Es gibt noch eine fertige Coverversion. Die gibt es dann zu Weihnachten. Unser richtiges Album ist ja fast fertig. Die Coverversionen sind nur Gimmicks. Jetzt sind erst einmal unsere eigenen Songs an der
Reihe.

Wann genau soll das Album erscheinen?

Album kommt wahrscheinlich Anfang 2015. Im Herbst wird es eine EP geben.

Wird es eine Tour geben? Wie ist da der Stand der Dinge? Wie ich gelesen habe, werden Juli dieses Jahr auch noch ein Album veröffentlichen. Gibt es da zeitlich bei Jonas keine Probleme?

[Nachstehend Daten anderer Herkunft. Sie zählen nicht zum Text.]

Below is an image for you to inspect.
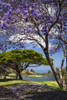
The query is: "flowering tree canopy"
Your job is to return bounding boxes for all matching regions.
[0,49,49,79]
[0,0,67,90]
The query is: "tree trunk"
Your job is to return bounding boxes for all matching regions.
[65,44,67,91]
[44,51,64,89]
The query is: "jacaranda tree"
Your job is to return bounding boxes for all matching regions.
[0,0,67,90]
[0,49,49,79]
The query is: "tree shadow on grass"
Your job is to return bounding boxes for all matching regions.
[0,86,18,100]
[18,84,67,100]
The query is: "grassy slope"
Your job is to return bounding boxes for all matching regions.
[0,80,60,89]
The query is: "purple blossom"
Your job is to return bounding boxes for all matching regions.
[25,17,28,22]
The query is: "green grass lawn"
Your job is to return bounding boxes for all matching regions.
[0,79,60,89]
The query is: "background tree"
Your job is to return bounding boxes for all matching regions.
[0,49,49,79]
[0,0,67,90]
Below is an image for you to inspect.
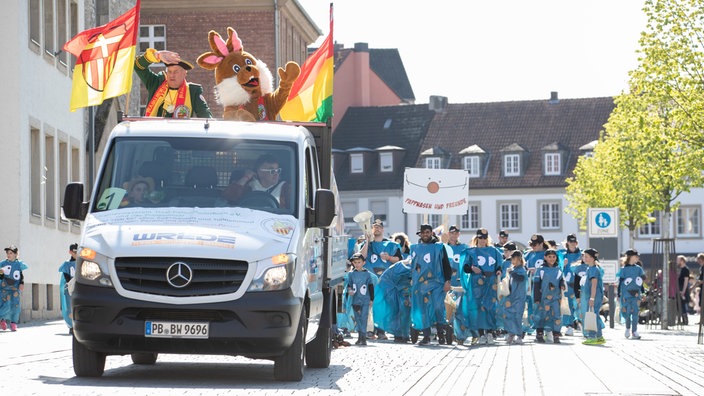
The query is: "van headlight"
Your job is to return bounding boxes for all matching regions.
[247,254,296,291]
[76,248,113,287]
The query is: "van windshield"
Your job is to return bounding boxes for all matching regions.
[91,137,298,216]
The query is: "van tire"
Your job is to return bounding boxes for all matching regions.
[306,327,332,368]
[132,352,159,365]
[73,335,106,377]
[274,307,306,381]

Es wird einige Konzerte geben. Bis jetzt spielen wir am 22.08. in Köln und am 27.08. in Hamburg. Eine kleine Tour im Spätherbst ist auch angedacht. Zeitlich gibt es immer Probleme, aber wir haben eine gute Fee, die alles fest im Griff hat. Alles ist möglich. Man muss
nur planen.

Was bringt die weitere Zukunft bei dir? Irgendwelche konkreten Pläne oder lässt du alles erst einmal auf dich zukommen? Wäre ein neues KEN Album eine Option?

Wir nehmen gerade eine Doppel 7“ mit dem Künstler John Bock auf, welche im Laufe des Jahres auf EDITON FIEBER erscheinen wird. Das wird großartig. Mit KEN sind wir im Winter im Studio. Da wird es also im nächsten Jahr auch ein neues Album geben.